Thursday, May 27, 2021

JetJaneMono expands by condensing

 JetJaneMono is a family of sans-serif faces that are monospaced. In May the family underwent a large expansion with the addition of condensed-width styles, Below the original width is show in the first line and the condensed width in the second.

Twelve new condensed styles were added to the family. The new fonts had three weights: thin, regular, and bold. Each upright style had a corresponding italics style. Each of those six new fonts had a similar new font with the lower-case letters replaced with small caps. The text below shows all twelve of the new styles, with a different style in each line.

The revised and expanded JetJaneMono family is available at myfonts.com and fonstpring.com.

Thursday, May 13, 2021

DinoTracks

 Over the years I have designed a number of letterbat fonts, fonts in which the letters are made up of objects such as feet, hands, safety pins, pipes, and bugs. In 2012 I tried to make one from dinosaur tracks but abandoned it because it just did not work.

Recently I published a maze book with a maze that had walls made of dinosaur footprints. To make this maze, I elongated the footprints from the unsuccessful font. I then realized that the narrower footprints would make much better letters than my attempt in 2012. The end result was DinoTracks.
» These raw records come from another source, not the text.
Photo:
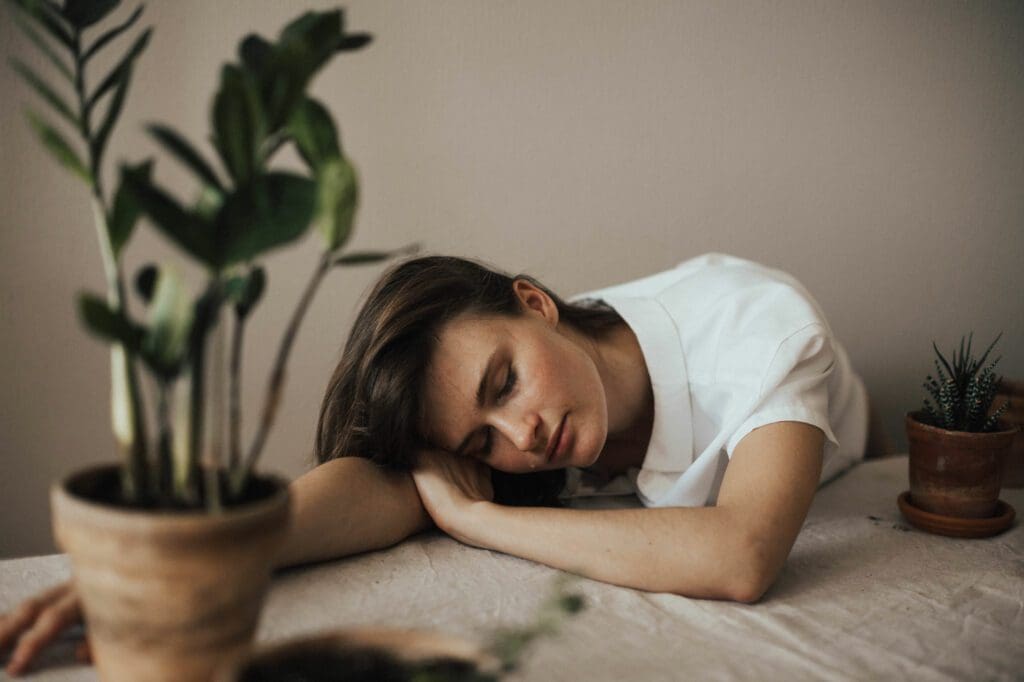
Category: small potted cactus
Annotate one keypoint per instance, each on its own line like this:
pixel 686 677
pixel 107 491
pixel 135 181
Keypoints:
pixel 958 444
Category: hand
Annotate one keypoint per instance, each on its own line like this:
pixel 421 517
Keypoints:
pixel 450 485
pixel 37 622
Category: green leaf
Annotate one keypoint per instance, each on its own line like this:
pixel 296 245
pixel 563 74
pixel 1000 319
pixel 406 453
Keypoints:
pixel 183 227
pixel 45 91
pixel 112 34
pixel 116 74
pixel 237 122
pixel 48 18
pixel 83 13
pixel 302 48
pixel 354 41
pixel 125 211
pixel 370 257
pixel 337 199
pixel 59 147
pixel 208 203
pixel 166 341
pixel 313 131
pixel 268 212
pixel 44 47
pixel 254 50
pixel 184 152
pixel 245 291
pixel 145 282
pixel 98 143
pixel 111 325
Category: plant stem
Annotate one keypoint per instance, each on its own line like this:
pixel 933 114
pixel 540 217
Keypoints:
pixel 276 383
pixel 235 396
pixel 164 482
pixel 216 452
pixel 126 400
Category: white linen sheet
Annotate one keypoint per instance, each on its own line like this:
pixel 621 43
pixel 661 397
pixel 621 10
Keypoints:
pixel 863 596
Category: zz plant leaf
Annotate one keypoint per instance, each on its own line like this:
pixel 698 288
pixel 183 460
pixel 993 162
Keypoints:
pixel 238 123
pixel 181 226
pixel 269 211
pixel 185 153
pixel 107 323
pixel 125 211
pixel 337 199
pixel 166 340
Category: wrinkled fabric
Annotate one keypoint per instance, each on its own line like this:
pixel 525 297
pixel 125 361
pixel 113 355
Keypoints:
pixel 863 596
pixel 731 345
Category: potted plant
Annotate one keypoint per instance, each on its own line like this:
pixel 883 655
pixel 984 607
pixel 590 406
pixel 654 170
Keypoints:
pixel 958 445
pixel 172 549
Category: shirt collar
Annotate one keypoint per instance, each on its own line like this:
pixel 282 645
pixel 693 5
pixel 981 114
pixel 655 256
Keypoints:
pixel 671 446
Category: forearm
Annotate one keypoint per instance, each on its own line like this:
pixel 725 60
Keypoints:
pixel 347 506
pixel 695 552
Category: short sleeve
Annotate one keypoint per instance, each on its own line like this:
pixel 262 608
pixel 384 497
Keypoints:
pixel 795 387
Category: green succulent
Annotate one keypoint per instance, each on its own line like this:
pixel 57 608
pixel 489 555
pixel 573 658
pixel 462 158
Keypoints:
pixel 964 392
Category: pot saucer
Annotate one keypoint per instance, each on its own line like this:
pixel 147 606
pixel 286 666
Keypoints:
pixel 954 526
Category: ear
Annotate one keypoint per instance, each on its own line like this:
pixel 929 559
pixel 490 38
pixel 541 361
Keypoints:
pixel 536 301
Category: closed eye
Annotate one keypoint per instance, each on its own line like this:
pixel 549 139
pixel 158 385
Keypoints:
pixel 505 390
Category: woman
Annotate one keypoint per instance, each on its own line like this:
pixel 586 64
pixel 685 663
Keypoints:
pixel 479 402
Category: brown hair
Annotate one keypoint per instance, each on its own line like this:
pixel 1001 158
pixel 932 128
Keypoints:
pixel 372 407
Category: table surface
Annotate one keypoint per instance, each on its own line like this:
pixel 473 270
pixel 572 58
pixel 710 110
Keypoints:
pixel 862 596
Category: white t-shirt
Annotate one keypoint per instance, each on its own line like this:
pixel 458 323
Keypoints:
pixel 730 345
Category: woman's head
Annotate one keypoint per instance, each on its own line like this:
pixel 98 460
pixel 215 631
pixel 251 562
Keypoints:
pixel 411 370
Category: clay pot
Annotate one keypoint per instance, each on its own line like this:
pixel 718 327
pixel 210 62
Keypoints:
pixel 167 595
pixel 365 653
pixel 955 473
pixel 1013 475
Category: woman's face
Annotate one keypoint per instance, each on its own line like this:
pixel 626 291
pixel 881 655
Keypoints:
pixel 516 392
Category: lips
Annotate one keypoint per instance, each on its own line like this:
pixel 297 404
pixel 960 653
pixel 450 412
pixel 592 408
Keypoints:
pixel 555 437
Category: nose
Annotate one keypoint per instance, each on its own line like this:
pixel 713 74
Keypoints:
pixel 522 430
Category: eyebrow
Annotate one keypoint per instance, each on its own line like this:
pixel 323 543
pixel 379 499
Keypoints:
pixel 480 391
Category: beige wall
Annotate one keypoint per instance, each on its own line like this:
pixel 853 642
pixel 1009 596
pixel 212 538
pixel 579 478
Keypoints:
pixel 871 148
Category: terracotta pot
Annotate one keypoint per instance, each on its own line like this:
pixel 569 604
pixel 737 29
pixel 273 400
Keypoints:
pixel 1013 475
pixel 167 595
pixel 364 653
pixel 955 473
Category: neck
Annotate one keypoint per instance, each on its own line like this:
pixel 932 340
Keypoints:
pixel 628 389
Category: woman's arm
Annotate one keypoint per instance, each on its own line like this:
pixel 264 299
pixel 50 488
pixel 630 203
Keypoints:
pixel 731 551
pixel 349 505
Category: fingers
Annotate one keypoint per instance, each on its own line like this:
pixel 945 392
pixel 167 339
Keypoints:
pixel 38 622
pixel 11 625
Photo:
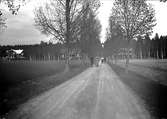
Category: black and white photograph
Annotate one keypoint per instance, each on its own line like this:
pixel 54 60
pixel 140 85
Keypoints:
pixel 83 59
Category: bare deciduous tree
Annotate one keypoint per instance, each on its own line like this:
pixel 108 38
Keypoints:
pixel 60 18
pixel 136 17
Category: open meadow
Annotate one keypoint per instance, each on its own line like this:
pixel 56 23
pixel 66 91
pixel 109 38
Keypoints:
pixel 148 79
pixel 22 80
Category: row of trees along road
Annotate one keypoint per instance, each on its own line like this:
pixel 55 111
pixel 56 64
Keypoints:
pixel 145 47
pixel 130 18
pixel 61 19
DinoTracks is readable at small point sizes, though at small sizes seeing that the letters are made of footprints is difficult. It is available on FontSpring.
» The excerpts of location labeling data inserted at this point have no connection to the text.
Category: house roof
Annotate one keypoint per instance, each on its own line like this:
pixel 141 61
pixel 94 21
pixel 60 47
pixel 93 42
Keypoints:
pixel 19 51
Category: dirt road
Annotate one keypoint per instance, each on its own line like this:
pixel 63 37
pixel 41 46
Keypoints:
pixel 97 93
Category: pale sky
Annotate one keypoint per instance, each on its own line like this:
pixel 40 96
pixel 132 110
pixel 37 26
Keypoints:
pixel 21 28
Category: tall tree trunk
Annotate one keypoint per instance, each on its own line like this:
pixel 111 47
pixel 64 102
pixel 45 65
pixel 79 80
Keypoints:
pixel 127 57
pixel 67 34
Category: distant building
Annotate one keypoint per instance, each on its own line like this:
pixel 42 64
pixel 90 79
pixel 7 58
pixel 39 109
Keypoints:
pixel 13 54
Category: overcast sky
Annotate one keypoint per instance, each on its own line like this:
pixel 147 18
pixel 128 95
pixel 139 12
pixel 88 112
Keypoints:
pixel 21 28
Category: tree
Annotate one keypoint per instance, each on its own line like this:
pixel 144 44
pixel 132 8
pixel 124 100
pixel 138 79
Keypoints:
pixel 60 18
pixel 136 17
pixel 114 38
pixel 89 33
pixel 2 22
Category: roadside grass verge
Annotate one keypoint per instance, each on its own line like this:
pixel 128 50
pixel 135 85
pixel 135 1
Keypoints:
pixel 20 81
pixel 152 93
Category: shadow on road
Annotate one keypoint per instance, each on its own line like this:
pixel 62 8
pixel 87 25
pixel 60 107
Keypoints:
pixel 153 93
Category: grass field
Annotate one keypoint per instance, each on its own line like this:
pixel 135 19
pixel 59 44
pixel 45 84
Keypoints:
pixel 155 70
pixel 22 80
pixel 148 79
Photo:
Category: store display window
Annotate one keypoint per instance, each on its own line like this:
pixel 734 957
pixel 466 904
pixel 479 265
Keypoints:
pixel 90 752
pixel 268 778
Existing font families that have been expanded in the past month or two include Rundigsburg (5), FiveOh (2), Porker (1), and Sergury (3).

Sunday, March 21, 2021

Increasing color options in OakPark

I originally constructed the OakPark family in 1994 with seven family members. The fat stems invited decoration and four of the members had decorations on the stems, with one set on the upper-case keys and another on the lower-case keys. Only one member of the seven had true lower-case characters and two, one a shadowed style, had small caps on the lower-case keys. In 2018 I added an eighth style by separating out the inside of the shadowed style so it could be used in layers to provide color.

In March this year I revisited the family and did a major overhaul. I added an italics to the to go with the style that had true lower-case keys, and I added a plain or solid style to use in layers with the four decorated styles. However, the family had alternative shapes for over half of the letter forms, and the easiest way to make it all work was to take the four decorated styles and split them so each font had only one style of decoration in it. In the second row the first "A" shows the solid style, and the next eight show the decorated styles. I also added a hollow style because it could also be used in layers.
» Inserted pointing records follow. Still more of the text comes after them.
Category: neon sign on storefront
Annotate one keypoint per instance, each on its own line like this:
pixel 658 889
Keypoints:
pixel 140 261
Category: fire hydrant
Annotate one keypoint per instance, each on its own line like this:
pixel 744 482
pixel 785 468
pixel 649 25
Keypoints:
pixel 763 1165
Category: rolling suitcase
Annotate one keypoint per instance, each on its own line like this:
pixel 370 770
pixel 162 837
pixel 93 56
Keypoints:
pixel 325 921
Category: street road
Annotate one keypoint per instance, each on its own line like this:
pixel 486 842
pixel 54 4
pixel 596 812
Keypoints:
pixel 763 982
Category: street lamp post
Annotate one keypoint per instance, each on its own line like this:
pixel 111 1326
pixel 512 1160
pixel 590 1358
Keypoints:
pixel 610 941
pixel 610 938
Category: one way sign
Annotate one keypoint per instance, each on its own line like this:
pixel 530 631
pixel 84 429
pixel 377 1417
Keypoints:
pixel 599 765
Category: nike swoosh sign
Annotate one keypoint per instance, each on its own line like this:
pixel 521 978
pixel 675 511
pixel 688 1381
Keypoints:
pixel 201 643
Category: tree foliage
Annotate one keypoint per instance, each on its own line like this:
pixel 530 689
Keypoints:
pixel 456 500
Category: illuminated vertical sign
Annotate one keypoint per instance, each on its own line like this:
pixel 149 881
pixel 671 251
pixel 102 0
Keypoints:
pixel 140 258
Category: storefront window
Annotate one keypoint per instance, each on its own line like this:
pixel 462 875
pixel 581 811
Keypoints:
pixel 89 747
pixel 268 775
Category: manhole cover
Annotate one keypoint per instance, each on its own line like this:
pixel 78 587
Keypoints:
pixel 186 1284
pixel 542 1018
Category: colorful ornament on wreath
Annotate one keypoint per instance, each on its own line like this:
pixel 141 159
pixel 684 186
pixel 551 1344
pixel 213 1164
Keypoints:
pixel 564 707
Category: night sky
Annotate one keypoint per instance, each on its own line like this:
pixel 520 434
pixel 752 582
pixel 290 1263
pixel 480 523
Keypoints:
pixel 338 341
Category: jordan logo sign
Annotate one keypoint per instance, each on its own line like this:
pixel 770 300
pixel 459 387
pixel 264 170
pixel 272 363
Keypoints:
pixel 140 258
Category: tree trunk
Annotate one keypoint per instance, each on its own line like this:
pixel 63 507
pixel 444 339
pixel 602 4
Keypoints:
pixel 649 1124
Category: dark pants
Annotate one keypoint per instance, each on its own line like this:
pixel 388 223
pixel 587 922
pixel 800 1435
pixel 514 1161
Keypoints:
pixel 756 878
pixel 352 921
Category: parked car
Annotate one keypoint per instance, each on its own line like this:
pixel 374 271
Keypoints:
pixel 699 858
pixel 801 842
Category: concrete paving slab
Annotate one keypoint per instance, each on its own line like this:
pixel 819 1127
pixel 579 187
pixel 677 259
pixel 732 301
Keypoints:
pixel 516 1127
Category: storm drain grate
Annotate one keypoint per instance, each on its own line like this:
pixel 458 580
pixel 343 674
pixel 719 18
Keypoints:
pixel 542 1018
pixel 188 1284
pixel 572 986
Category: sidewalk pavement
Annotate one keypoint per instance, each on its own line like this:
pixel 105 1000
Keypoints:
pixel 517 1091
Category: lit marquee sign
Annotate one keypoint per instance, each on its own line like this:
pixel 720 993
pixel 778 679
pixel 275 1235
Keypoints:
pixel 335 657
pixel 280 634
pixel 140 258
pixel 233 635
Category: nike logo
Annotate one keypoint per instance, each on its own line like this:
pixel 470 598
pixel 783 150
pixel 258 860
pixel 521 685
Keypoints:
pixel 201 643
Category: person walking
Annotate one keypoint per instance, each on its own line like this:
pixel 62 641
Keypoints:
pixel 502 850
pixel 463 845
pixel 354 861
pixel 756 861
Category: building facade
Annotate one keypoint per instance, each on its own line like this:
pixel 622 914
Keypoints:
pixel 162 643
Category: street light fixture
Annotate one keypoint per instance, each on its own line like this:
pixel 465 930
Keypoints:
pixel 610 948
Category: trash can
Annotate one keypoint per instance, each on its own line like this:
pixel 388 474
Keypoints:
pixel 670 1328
The picture below illustrates what can be done by using these fonts in layers. In the top line the solid style is red and forms the bottom layer. Above it in black is the decorated style. In the work "FUN" the hollow style is a top layer, also in red.

The word "WITH" has three layers, with the black solid font on the bottom, two decorated styles in the middle, and the hollow style on top. In the word "LAYERS" the last two letters have the solid style in red on the bottom and the hollow style in blue above it.